株式相場のいろいろな決まりゼロからはじめる株式投資入門(3/4 ページ)

» 2013年11月08日 08時00分 公開
[三井智映子,Business Media 誠]

インサイダー

 みなさんもインサイダー取引という言葉は聞いたことがありますよね。

 インサイダー取引は内部者取引ともいいます。上場会社または親会社・子会社の役職員、パート社員やアルバイト、大株主などの会社関係者が、株価に影響を与える事実が公表される前に特定有価証券などの売買を行うことを指します。

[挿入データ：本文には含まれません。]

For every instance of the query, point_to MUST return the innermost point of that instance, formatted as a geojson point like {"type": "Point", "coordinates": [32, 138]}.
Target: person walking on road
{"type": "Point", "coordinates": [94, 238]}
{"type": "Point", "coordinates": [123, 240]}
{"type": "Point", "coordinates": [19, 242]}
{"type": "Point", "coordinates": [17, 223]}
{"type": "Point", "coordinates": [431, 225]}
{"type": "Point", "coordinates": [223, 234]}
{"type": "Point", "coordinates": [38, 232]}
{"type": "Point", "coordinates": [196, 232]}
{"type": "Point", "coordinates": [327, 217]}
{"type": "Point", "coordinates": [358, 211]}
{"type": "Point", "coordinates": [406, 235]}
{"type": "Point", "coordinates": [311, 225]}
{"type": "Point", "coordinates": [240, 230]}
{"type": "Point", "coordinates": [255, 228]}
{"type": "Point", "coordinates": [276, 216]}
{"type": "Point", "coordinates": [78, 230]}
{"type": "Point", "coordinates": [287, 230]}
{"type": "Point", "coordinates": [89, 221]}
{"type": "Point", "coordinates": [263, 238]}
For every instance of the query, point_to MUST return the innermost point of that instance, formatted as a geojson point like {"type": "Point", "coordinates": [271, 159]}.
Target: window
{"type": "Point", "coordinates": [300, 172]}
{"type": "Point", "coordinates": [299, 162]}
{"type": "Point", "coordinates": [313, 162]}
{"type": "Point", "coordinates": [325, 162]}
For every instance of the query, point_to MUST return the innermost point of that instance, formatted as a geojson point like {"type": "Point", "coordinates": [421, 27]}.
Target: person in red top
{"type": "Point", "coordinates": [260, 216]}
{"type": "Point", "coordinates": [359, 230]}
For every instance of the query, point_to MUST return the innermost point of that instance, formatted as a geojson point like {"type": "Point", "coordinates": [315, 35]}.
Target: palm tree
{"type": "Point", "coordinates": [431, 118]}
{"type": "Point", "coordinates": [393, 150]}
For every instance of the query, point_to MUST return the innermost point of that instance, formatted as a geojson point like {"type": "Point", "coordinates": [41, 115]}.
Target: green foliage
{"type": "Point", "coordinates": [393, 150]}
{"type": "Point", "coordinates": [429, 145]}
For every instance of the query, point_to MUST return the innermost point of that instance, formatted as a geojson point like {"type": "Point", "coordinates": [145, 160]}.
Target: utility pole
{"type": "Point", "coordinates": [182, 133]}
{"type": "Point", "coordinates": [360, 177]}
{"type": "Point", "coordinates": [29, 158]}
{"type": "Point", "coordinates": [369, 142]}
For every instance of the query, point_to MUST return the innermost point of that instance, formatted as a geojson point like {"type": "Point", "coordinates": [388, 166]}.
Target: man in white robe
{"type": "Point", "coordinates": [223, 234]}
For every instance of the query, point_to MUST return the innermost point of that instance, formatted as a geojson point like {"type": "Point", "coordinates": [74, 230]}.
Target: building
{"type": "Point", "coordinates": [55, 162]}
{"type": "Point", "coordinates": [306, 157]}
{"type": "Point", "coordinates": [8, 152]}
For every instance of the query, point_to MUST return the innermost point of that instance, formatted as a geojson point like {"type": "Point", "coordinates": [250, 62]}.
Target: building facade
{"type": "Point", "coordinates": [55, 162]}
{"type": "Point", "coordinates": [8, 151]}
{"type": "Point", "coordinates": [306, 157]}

 例えば大幅な増益になったとか、新株発行などの事実がまだ未公開のときに、そうした情報を知っている人が「これは上がるぞ〜」とフライングして株を買ったり、譲ってもらってはいけないということですね。では、そうした情報がなにをもって公開されたと判断するかというと、一般紙、通信社、放送局などの2媒体以上のマスコミに対して情報を公開し、さらに12時間以上経過した後ならよしということです。逆にいえば、それ以降は売買しても、もちろん大丈夫なので、売買のタイミングをよく見極めてくださいね。インサイダー取引は金融商品取引法で規制されていますから、違反した場合は懲役もしくは罰金、または両方を科されてしまいます。くれぐれもご注意ください。

税金

 これは結構重要な点ですが、株の利益は課税対象になります。

 株の値上がり益や配当金にかかる税金は、預金の利子と同様に20%ですが、2013年12月31日までは10%におさえられています。

 納税の手間を楽にしたいという人には、証券会社の口座を特定口座にすることをオススメします。特定口座をつくると、年間取引報告書という1年分の取引をまとめた書類を証券会社が作成してくれます。一般口座の場合には、自分でそうした取引をまとめなくてはいけません。さらに、この特定口座を開設する際に「源泉徴収あり」を選べば、証券会社があなたの代わりに納税してくれます。ここで「なし」を選択した場合は、自分で確定申告をしなければなりません。

 ただ、本業以外に収入がなく、株の利益が年間で20万円以下の場合は納税が免除されますので、その場合は「源泉徴収なし」を選んだほうがお得です。「あり」を選ぶと株の利益が年20万円以下でも自動的に税金が引かれてしまいますのでご注意を。

デリバティブ

 金融派生商品とも称されるデリバティブにはあらゆる形態がありますが、要するに価格変動によるリスクを回避するための金融商品の総称です。先に説明した先物取引も、このデリバティブに含まれます。原資産(商品)や、取引の種類によって分類されます。

 商品(コモディティ)デリバティブには、小麦やトウモロコシといった農産物を扱うソフトコモディティや、金属、ブームにもなった金やプラチナなどの貴金属を扱う商品があります。

 また、金融(ファイナンシャル)デリバティブには、個別の株や日経平均などの株価指数、通貨や国債などの債券を扱った証券があります。

 そのほかのデリバティブには、企業の債務不履行のリスクをプロテクトするCDS(クレジット・デフォルト・スワップ)などのクレジットデリバティブや、スキー場で降雪がどのくらい以上だったらお金を払い、積もらなかったらもらう、という掛け捨ての保険のような天候に関連したデリバティブなどもあるそうです。

 デリバティブの原型は、古代ギリシャの哲学者・ターレスがオリーブの搾油機の権利の取引をしたことらしいです。ちなみに、世界ではじめての先物市場の仕組みを備えた取引所は、なんと日本にありました!

 1730年に大坂にできた堂島米会所です。徳川吉宗公の時代に大岡越前守が進言したそうです。金融に携わっていて、密かにこのことを誇りに思っている人は多いとのことですよ。